God had always given him intimations of greatness. The sun and moon and 11 stars bowing to him. His brothers’ sheaves bowing to him. But the way God chose to change him from a shepherd to a prince was the way of pits, dragons and dungeons. The injustices he suffered were part of God’s plan for promotion.
He finally sees it was all God. It was part of God’s plan, God’s drama. His brothers were just bit players in it.
He turned his focus from his brothers to God. And then he was able to forgive his brothers, just bit players in God’s great plan.
· * * *
And so I did that. Turned my focus from those who had hurt me to God. Immense good had come to me on of the different paths I took because of the injustice I had suffered (something I have not written about yet) and the metaphorical pit I was thrown into. I was able to find my path in writing and my creative life. In business and my financial life. Was able to make real money to bless my family, and others. All because the path I had initially chosen, which I now see was not in God’s plan for me, was closed off to me by other people’s scheming, competitiveness, lies, injustice and insecurity.
I am not going to tell the story of the injustice I suffered here, because heck, this blog post is already far too long.
But stories need to be told. That is in their very nature. A story not told is like a light hidden under a bushel.
And so I will tell it, when my own wounds have totally healed and my words might bring light, rather than a sword, because using a sword is God’s prerogative, not mine, and he will use it.
* * *
And I forgave. Again. And felt the familiar release of joy and creativity. You see for me , forgiveness is intimately aligned with creativity. When I forgive, I feel joy, and creative ideas flow. When I do not, I feel blocked, creatively, and my joy is blocked.
* * *
I have learnt another thing in my battles with forgiveness. It is two steps forward, one step backward. Two steps forward, one step backward. Slow, faltering, in zigzags.
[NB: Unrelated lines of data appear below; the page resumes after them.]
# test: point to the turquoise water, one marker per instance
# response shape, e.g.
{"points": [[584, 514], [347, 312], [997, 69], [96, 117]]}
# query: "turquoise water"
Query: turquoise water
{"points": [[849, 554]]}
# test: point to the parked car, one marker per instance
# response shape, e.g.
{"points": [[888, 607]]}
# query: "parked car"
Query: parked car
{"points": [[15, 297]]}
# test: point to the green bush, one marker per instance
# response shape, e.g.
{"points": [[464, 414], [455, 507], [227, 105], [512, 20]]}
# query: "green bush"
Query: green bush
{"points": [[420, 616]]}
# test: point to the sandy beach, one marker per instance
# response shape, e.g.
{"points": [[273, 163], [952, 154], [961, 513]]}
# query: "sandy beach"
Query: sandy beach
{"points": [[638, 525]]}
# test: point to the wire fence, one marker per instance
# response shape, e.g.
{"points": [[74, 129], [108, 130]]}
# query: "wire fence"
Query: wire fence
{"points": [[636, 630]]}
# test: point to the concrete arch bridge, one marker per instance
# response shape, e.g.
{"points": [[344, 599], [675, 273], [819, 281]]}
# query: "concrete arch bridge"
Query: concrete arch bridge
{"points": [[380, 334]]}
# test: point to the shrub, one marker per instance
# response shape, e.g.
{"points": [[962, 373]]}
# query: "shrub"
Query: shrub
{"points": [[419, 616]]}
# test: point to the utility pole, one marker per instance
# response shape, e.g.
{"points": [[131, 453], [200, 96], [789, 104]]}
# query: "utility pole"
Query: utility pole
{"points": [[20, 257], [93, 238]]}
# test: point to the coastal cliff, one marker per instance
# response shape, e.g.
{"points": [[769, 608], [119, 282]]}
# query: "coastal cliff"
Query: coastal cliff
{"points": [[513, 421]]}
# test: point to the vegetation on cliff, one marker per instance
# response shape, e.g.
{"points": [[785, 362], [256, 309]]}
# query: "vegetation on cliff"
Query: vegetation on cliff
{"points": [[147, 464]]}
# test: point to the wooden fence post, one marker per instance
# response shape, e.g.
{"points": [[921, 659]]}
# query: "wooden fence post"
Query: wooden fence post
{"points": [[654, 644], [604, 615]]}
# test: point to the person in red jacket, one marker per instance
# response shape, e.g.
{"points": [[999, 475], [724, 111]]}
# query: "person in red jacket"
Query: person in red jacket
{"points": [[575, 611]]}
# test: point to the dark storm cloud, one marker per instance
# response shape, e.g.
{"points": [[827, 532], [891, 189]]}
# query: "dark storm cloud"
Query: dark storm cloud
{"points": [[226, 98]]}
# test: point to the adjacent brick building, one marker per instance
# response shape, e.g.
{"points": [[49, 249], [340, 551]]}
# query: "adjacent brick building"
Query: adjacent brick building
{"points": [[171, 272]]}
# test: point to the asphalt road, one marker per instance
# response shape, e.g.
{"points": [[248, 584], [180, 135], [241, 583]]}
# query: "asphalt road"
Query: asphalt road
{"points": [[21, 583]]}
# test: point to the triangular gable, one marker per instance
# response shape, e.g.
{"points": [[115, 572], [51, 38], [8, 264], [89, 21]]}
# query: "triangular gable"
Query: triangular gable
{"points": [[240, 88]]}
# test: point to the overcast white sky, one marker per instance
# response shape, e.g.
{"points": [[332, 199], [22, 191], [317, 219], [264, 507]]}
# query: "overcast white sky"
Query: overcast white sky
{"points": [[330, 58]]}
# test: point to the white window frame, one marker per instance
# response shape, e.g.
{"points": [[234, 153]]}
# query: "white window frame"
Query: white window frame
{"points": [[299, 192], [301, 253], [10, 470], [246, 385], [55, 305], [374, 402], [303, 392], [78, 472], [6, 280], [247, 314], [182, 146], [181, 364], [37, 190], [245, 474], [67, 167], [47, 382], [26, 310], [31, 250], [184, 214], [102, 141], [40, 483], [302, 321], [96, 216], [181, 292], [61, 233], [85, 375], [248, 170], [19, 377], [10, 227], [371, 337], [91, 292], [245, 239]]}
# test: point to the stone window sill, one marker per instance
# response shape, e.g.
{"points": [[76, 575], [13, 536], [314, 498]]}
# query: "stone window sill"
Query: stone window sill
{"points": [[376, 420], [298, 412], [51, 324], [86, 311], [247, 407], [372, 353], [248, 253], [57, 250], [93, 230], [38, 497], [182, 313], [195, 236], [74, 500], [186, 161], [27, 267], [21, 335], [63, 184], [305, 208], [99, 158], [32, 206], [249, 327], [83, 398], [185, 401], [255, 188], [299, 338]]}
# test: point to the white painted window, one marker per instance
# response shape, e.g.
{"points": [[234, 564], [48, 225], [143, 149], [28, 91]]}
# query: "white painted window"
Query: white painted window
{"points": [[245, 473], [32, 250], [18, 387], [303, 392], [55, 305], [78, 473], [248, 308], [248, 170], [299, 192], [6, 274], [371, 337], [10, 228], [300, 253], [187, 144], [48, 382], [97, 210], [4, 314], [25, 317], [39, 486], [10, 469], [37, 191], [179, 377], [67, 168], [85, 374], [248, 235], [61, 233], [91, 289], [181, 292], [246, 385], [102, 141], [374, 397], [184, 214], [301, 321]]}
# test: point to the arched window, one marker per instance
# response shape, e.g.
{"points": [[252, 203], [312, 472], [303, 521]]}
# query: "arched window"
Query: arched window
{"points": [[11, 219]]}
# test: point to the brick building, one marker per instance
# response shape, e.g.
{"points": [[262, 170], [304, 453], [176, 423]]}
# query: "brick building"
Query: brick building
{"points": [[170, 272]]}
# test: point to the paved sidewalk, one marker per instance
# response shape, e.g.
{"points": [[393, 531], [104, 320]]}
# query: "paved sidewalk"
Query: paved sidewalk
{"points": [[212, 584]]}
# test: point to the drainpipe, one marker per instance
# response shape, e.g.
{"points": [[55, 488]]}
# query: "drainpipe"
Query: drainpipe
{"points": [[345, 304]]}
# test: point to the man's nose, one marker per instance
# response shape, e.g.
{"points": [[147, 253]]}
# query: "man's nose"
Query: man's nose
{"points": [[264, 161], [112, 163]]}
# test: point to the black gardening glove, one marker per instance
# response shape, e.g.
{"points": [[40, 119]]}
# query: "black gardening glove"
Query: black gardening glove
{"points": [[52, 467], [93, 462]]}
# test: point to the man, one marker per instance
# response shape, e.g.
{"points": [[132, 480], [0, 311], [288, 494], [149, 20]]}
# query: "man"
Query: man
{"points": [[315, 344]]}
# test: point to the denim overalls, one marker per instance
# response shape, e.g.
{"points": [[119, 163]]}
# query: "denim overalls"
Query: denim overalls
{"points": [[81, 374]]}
So because I have forgiven them yesterday does not mean that the emotions of anger will not return. The sense of injustice. Of impotence and humiliation.
I have forgiven far greater wrongs that this one which is still raw. And I will forgive this. In time. With the grace of God which falls like rain on the rocky soil of our hard hearts.
Keep them soft, oh Lord. Deliver us from evil. Deliver us from all the Flights 77 and 11 which our enemies may fly into us. And, guard our hearts, oh Lord. May we never pilot them.